Wednesday, March 31, 2010

JavaFX

For new project, I need to create desktop UI. Of course there is good old Swing, but it is good known for his flaws and it is always interesting to pick something new and sexy. JavaFX got some buzz lately, so I decided to try it.

There are several installation of JavaFX, I decided to go with simple SDK. Installation was ok, I had to update my JDK to 6u18. From development process perspective I was not expecting anything fancy, nice Ant task to compile files was completely sufficient. Compiled code runs simply by Java runtime, no special tools needed - just bunch of new libs. So there is little overhead over any classic Swing application, that can run on plain JDK.

JavaFX has it's own language, which looks like some mix between JSON (visually) and HTML (idea), plus it can hold scripts. Language is quite ok, but in my opinion desktop requires more separation between layout, styles and code like in web development, but here again everything is mixed like in Swing. But anyway, language is quite ellegant and is easily understood.

Stage {
    title: "Test"
    scene: Scene {
        width: 300
        height: 250
        content: [
          VBox {translateX: 10 translateY: 10 spacing: 20
                content: [
                     HBox {spacing: 5
                       content: [
                         Label {text: "Field:"}
                         Button {text: "Button1" strong: true }
                         Button {text: "Button2" strong: true }
                       ]
                     }

Minus is that language is not supported by my Intellij, but there are plugins for Eclipse and NetBeans.
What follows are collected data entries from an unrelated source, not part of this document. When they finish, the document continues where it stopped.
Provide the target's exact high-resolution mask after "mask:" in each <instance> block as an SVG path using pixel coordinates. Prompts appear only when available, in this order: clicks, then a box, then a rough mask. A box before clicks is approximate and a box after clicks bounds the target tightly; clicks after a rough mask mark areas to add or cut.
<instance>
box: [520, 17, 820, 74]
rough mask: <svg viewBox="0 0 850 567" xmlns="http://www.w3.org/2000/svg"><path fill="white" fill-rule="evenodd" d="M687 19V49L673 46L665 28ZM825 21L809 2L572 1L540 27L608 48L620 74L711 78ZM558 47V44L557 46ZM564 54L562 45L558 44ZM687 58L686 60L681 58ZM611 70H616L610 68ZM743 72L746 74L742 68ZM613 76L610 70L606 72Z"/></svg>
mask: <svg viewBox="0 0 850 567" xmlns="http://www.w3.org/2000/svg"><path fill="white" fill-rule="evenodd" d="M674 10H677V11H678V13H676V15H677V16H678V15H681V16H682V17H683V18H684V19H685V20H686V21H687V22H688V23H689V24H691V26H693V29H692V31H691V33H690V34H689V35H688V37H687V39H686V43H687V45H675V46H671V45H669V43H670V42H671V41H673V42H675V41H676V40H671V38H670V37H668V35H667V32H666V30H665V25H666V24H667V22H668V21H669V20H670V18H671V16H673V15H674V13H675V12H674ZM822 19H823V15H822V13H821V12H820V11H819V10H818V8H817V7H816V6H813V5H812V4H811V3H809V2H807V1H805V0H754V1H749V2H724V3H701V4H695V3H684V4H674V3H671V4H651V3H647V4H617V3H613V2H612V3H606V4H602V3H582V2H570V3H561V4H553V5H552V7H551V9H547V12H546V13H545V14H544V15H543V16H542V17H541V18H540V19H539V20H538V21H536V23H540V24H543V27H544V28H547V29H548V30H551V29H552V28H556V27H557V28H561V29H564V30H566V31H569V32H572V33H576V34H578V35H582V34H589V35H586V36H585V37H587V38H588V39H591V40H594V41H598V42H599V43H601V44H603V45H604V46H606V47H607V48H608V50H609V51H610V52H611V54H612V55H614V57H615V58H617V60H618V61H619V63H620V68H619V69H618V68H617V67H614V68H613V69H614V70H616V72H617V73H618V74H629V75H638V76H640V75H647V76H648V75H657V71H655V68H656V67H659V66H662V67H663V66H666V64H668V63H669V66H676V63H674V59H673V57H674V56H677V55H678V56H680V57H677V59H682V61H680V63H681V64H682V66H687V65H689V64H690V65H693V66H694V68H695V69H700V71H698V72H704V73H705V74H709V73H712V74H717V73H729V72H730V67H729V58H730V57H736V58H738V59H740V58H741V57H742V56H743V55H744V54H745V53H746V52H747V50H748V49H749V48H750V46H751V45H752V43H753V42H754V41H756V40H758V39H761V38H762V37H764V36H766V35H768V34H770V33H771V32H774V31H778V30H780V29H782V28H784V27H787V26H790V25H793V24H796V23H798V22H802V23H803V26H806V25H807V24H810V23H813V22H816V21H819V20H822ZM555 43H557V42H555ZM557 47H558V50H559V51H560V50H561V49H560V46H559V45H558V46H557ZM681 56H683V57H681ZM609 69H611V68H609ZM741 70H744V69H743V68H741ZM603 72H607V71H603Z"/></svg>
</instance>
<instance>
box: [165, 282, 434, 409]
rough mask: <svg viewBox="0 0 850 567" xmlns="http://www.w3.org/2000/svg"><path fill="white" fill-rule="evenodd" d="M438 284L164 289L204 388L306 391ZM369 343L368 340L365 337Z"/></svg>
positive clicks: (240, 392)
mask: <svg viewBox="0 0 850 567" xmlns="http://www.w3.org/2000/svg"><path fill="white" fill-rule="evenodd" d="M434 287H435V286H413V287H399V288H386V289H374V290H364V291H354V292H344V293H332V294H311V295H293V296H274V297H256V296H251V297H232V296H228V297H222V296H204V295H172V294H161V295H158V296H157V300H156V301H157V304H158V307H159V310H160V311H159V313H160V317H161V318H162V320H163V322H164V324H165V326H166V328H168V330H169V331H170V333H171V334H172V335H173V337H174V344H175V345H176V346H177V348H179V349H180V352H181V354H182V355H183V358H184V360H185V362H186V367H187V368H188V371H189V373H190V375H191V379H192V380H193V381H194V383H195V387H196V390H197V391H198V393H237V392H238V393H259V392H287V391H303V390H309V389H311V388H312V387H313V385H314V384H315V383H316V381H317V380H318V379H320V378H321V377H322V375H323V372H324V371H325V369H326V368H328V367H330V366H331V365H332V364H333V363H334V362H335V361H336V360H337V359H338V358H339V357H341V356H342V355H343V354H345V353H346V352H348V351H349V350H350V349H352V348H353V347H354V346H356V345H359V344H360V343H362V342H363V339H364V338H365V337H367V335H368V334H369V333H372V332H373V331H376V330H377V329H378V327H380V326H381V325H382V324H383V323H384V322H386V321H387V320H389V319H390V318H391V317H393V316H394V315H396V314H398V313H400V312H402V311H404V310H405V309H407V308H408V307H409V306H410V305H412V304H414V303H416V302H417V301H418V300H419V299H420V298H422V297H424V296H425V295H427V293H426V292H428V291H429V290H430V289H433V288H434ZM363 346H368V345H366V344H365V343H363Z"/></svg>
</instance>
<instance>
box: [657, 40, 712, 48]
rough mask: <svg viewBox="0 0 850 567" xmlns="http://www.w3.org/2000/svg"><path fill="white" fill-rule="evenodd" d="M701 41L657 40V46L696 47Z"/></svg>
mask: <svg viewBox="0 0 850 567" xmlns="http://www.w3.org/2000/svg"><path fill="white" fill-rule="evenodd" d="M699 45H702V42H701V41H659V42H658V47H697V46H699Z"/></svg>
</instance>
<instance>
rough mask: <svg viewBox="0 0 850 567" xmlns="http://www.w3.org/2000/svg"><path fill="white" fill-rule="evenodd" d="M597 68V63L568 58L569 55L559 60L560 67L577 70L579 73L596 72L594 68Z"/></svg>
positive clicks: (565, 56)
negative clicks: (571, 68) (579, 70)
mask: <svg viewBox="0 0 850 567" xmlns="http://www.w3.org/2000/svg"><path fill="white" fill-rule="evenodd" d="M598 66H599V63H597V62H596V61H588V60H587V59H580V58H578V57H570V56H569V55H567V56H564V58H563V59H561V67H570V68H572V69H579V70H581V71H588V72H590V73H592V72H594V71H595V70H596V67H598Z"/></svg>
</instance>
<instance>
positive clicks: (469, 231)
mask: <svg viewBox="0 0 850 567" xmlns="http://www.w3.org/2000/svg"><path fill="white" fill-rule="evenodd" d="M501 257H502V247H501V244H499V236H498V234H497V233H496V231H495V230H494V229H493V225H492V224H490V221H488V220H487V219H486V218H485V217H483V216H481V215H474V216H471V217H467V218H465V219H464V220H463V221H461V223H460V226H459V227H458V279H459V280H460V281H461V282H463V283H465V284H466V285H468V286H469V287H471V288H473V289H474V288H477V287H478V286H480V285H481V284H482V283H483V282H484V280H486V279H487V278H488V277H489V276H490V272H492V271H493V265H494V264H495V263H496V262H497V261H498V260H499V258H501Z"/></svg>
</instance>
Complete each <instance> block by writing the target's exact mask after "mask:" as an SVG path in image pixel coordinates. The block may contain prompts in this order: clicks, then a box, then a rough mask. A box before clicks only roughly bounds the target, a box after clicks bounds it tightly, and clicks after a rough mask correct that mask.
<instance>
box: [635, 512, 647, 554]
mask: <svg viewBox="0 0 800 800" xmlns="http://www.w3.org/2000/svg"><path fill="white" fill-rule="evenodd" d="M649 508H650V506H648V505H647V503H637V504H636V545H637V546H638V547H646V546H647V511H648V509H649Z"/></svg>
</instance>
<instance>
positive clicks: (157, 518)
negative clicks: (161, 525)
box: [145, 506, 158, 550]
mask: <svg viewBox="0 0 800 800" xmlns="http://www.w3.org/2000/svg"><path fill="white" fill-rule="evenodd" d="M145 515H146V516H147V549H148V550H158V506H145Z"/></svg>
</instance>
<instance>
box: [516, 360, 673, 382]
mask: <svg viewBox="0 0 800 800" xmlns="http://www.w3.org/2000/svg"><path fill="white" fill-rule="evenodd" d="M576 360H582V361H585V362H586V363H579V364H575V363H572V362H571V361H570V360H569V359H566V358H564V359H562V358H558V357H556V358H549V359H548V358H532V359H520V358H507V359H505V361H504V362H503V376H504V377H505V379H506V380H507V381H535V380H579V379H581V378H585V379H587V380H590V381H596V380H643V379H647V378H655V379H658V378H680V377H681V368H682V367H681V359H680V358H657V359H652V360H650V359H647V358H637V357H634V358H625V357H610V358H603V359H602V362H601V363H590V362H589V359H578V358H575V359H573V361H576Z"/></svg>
But what totally disapointed me was that it is looks very raw and not ready for production use. For example, there is no textarea (TEXTAREA!!!),  there are only basic layouts like grid and horizontal/vertical boxes. In Java 6 there is already GroupLayout, it even looks the same way as JavaFX, but still for some reason it is not part of it. There is general feeling that it is more like some fancy toy, but not usefull tool to do things. What kind of form can one build with grid layout?

There is one interesting concept though. Which maybe even future of layout managers - it is called binding. I have not seen anything like it before and to me it seems really interesting. It is possible to bind one parameter to some variable or variable expression, and when this bound variable changes, initial parameter is updated. So for example, you can bind start of textfields to maximum value of labels and this way to have nicely aligned form.

Anyway, even if there are some cool and promising features, I needed textarea and some normal layout for forms, so I decided to stick with Swing just for a while more.

Maybe I'll have more luck with Griffon.


UPDATE:
There was article on JavaLobby with link to another article about upcomming features in JavaFX 1.3. And it already looks a little bit better with Textarea and CSS. So I'll wait for next version.